7
La mañana y la tarde de aquel sábado estuvo ante el espejo con los labios mordidos, anudando la corbata de la horca con la solemnidad de quien se viste para asistir a un entierro, en este caso su propio funeral, mientras sacaba de la manga excusas para no subirse a la banca de ordeño, ajustarse el lazo en la garganta y dar ese paso con el que había soñado durante dieciocho años. En el último momento encontraba algún error en los amarres y volvía a intentarlos con afán perfeccionista. Aunque efectivos los recursos de su angustia eran de una fragilidad extrema: o bien Strike Two ladraba de pronto y él escondía la cuerda bajo el colchón de la cama, seguro de que un intruso se acercaba por las callejuelas del cementerio de autos, o bien decidía acabar con los moscardones antes de escribirle una carta a su madre donde explicarle las razones del suicidio, o bien pensaba que mejor prendía fuego a sus pertenencias para borrar las huellas de su tránsito por este mundo y evitar así que otros sabuesos metieran los hocicos en el fanguero. Obsesionado por aquella posibilidad dejaba de torcer la trenza mortuoria, abría los cajones del escritorio en busca de las cinco o seis fotos que conservaba de su familia, telegramas y postales de viejos amigos, talismanes que había ido acumulando en el largo peregrinar desde la ciudad de Cienfuegos hasta las costas de Caracol Beach. Cada prenda, por insignificante que fuese, evocaba recuerdos de la isla, la selva o el exilio, y él se entregaba a la tarea de descifrarlos sin otra documentación que los pergaminos de la memoria. «¡Qué salación, Panetela, qué salación!» No resultaba fácil desentenderse del pasado. Un día de locura había pedido al haitiano Zack Duhamel, experto en tatuajes, que le grabara en el antebrazo izquierdo los nombres de sus siete muertos particulares para que fueran consigo a todas partes. Llevaba a flor de piel su propio camposanto. Aquellas lápidas le impedían olvidar a sus fantasmas.

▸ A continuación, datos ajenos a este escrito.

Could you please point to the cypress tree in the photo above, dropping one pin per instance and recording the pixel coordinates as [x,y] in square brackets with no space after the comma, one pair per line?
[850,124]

—Cómo mataste a este sinvergüenza, teniente —dijo Zack al grabar el extraño nombre de J. Londoño.
—Otro día te cuento, Zack.
Zack Duhamel era el haitiano pelirrojo y de ojos cordiales que cubría el turno de la noche en La Bastilla. Una especie en peligro de extinción. De la sangre aristocrática de sus antepasados sólo le quedaba un primer apellido francés, cierta elegancia en el trato y algunas acciones del bar. Por lo demás, muchos lo consideraban un asno con mandil. La colonia de haitianos blancos estaba en franca decadencia. Su mejor época había sido en los años de la Ley Seca y muy pocos la recordaban sin los espejismos de la nostalgia. El contrabando de rones y aguardientes del Caribe permitió el enriquecimiento de su cúpula directiva, aunque ese breve período de prosperidad apenas repercutió en la economía de Punta La Galia porque los capos principales huyeron a Marsella en sus yates de recreo con las bodegas llenas de dinero, dejando en América los cascarones de sus efímeros palacios. Condenada por su destino histórico, decidida a mantener por decreto la pureza de una estirpe que consideraban superior, la decadente comunidad acabó permitiendo casamientos de tíos con sobrinas y primos con primas y pronto comenzó a devorarse a sí misma, intoxicándose genéticamente. En las últimas generaciones apareció una bandada de niños y niñas malformados que evidenciaba una insalvable descalificación de los glóbulos rojos. Zack Duhamel defendió su soltería a capa y espada: de alguna manera, él significaba realmente la última carta de una baraja marcada.
—¿Duele? ¿Quién era J. Londoño? ¿Londoño es nombre o apellido?
—Jota por José. Londoño, apellido. Le decían Panetela.
—¿Y ofreció resistencia?
—Sí. Peleó duro. No. No duele.
—Panetela. Qué nombre tan raro.
—Panetela fue un valiente.
—Nunca había conocido a un matador de tigres. ¿Y dices que era de Bengala?
—Eso digo.
—¿Los de Bengala no son de Asia?
—Los tigres son tigres, Zack.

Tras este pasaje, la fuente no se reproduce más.